Vetternwirtschaft in Frankreich: Macron-Vertrauter unter Verdacht

Der französische Parlamentspräsident Richard Ferrand ist ein enger Mitarbeiter von Macron. Nun wird wegen einer Immobilienaffäre gegen ihn ermittelt.

Richard Ferrand hält seine Hände zur Kamera hin

Wäscht seine Hände in Unschuld: Das Immobiliengeschäft sei rechtmäßig gewesen, sagt Ferrand Foto: afp

PARIS dpa/afp | Frankreichs Justiz hat gegen den Präsidenten der Nationalversammlung, Richard Ferrand, ein Ermittlungsverfahren. Das teilte die Staatsanwaltschaft von Lille mit. Ferrand wird verdächtigt, als früherer Chef von Krankenversicherungsvereinen seiner Lebensgefährtin und ihrer Gesellschaft ein Sanierungsprojekt zugeschanzt zu haben. Die Vorwürfe lauten auf Vetternwirtschaft und illegale Einflussnahme. Ferrand ist ein Weggefährte von Staatspräsident Emmanuel Macron und ein wichtiger Politiker der Regierungsmehrheit.
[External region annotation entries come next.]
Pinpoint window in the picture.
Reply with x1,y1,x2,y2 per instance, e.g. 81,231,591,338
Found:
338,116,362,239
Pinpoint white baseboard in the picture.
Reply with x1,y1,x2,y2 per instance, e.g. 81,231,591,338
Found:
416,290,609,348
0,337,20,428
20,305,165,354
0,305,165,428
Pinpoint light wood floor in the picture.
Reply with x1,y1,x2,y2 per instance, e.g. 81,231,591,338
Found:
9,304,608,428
Die Enthüllungszeitung „Canard Enchaîné“ hatte bereits vor mehr als zwei Jahren berichtet, dass Ferrands Versicherung 2011 Räume von seiner Lebensgefährtin angemietet hatte. Der Politiker hat stets betont, rechtmäßig gehandelt zu haben. Ferrand erklärte nun, er wolle sein Amt als Präsident der Nationalversammlung – dies ist das Unterhaus des französischen Parlaments – weiterführen. Er bleibe gelassen, was den Ausgang des Verfahrens angeht.

Regierungssprecherin Sibeth Ndiaye verwies am Donnerstag auf die Unschuldsvermutung. Es sei deshalb logisch, dass Präsident Macron weiterhin volles Vertrauen in Ferrand habe, sagte sie dem Radiosender Europe 1. Es gebe derzeit keinen Grund, sein Amt abzugeben, unterstrich Ndiaye im Sender BFMTV. Aus der Opposition wurden aber Rücktrittsforderungen laut.
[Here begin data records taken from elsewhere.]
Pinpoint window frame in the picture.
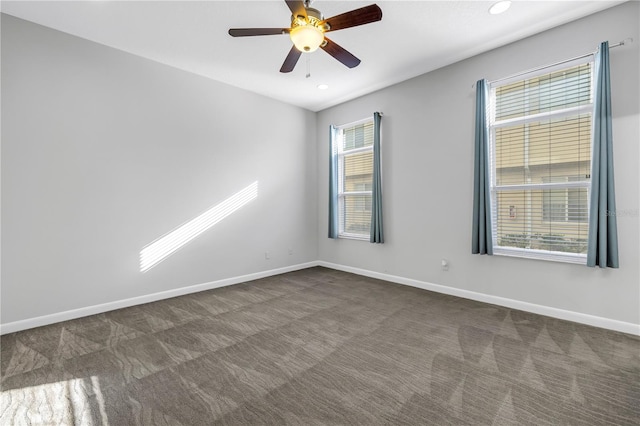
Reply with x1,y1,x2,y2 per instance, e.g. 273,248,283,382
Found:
334,117,374,241
487,56,594,264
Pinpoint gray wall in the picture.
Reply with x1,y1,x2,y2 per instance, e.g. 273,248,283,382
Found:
1,15,317,324
317,2,640,324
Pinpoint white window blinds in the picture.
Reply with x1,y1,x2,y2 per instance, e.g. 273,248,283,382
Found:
337,119,373,239
489,60,593,263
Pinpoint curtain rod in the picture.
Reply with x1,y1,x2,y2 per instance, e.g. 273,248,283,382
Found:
471,38,633,89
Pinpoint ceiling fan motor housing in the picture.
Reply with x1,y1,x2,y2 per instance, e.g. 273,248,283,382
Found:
290,7,329,53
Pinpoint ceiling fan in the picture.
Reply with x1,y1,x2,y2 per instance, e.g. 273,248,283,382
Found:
229,0,382,72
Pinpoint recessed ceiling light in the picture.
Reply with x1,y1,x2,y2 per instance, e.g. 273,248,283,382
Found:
489,0,511,15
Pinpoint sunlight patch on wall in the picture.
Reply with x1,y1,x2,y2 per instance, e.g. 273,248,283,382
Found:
140,181,258,272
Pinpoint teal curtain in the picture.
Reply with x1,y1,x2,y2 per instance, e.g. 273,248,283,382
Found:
329,126,338,238
369,112,384,244
471,80,493,254
587,41,619,268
Ferrand amtiert seit einem Jahr als Präsident der Nationalversammlung – das vierthöchste Amt im Staat. Zuvor war er Fraktionschef der Regierungspartei La République en Marche. Der frühere Sozialist hatte Macron auf seinem Weg an die Macht begleitet und dessen 2016 gegründete Partei mit aufgebaut. Er gilt als Macron-Vertrauter der ersten Stunde. Nach Macrons Wahlsieg im Mai 2017 saß Ferrand kurzzeitig als Wohnungsbauminister im Kabinett. Er musste dann aber schon nach wenigen Wochen gehen, nachdem er wegen der Vorwürfe um die Krankenversicherungsvereine ins Visier von Kritikern geraten war.

Es könnte zu einem Strafprozess kommen

Die Staatsanwaltschaft von Brest hatte in dieser Sache bereits 2017 Vorermittlungen aufgenommen, diese aber später eingestellt. Eine Anzeige einer Antikorruptionsorganisation führte dann jedoch dazu, dass Ermittler sich weiter damit beschäftigten.

Ferrand hatte nach Bekanntwerden des Immobiliengeschäfts erklärt, der Verwaltungsrat der Krankenversicherungsvereine der Bretagne habe damals drei Offerten zur Auswahl gehabt. Es sei „das beste Angebot“ ausgewählt worden – dies sei eine Räumlickeit gewesen, die seiner Frau gehört. Das sei „allen bekannt“ gewesen.

Die Einleitung eines Verfahrens bedeutet in Frankreich, dass die Ermittler „schwerwiegende oder übereinstimmende Indizien“ für ein Fehlverhalten sehen. Das Verfahren kann am Ende zu einem Strafprozess führen, falls die Ermittler ausreichend Beweise sehen, andernfalls können sie das Verfahren auch wieder einstellen.

Zusammen mit Bundestagspräsident Wolfgang Schäuble (CDU) hatte Ferrand im März eine deutsch-französische Parlamentsversammlung auf den Weg gebracht. Das Mini-Parlament mit je 50 Abgeordneten beider Länder tagt zweimal im Jahr.